The National Museum of Bosnia and Herzegovina (Zemaljski Muzej) was founded in 1888 when Bosnia was under control of the Austro-Hungarian Empire and moved to its present, regal Art Nouveau accommodation in 1913 as its collections grew. It was closed during both world wars and its complex of galleries was heavily damaged during the 1,425-day Siege of Sarajevo in the 1990s. Due to political in-fighting and lack of funding, the beleaguered museum shut again in 2012 but happily reopened in September 2015 to display some of its four million artifacts in a series of light-filled galleries; during this
last closure staff worked unpaid to conserve the museum’s exhibits.

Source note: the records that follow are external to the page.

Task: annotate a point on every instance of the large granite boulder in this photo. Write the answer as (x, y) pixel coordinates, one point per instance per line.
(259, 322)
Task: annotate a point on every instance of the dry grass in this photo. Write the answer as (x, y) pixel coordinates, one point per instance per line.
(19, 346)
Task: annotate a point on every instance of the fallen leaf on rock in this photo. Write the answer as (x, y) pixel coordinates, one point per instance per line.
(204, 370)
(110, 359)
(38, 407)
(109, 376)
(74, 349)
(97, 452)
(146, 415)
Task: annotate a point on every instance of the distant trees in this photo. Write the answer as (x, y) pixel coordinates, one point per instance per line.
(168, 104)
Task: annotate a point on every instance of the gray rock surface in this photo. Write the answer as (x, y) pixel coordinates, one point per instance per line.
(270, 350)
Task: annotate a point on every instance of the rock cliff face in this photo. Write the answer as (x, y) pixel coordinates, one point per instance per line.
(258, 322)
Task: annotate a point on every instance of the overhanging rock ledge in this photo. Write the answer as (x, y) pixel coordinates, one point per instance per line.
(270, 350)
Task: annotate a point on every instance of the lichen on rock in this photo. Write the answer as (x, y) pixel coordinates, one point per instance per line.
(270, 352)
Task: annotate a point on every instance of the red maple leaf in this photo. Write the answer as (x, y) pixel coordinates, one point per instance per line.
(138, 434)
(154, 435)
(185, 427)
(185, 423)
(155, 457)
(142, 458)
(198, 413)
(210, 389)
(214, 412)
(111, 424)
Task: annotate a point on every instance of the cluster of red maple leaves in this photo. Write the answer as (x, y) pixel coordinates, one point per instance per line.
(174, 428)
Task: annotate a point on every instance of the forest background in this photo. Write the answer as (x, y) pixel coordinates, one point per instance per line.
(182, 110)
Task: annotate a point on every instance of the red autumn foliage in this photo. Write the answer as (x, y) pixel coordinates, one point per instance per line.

Along with a 300,000-volume reference and research library, the museum has three departments (archaeology, ethnology and natural history) crammed with medieval art, ancient armor, stuffed bears and countless other treasures covering thousands of years of Bosnian history. The ethnology selections are particularly strong, highlighting the multi-cultural nature of Bosnia and Herzegovina’s culture with an appealing mix of Bosnian, Serbian, Muslim and Jewish ethnic costumes. Neolithic ceramics from the excavations at suburban Butmir are the centerpiece of the archaeology collections; and to view the museum’s prize piece, the priceless Sarajevo Haggadah (Jewish Passover manuscript), call two days in advance of your visit.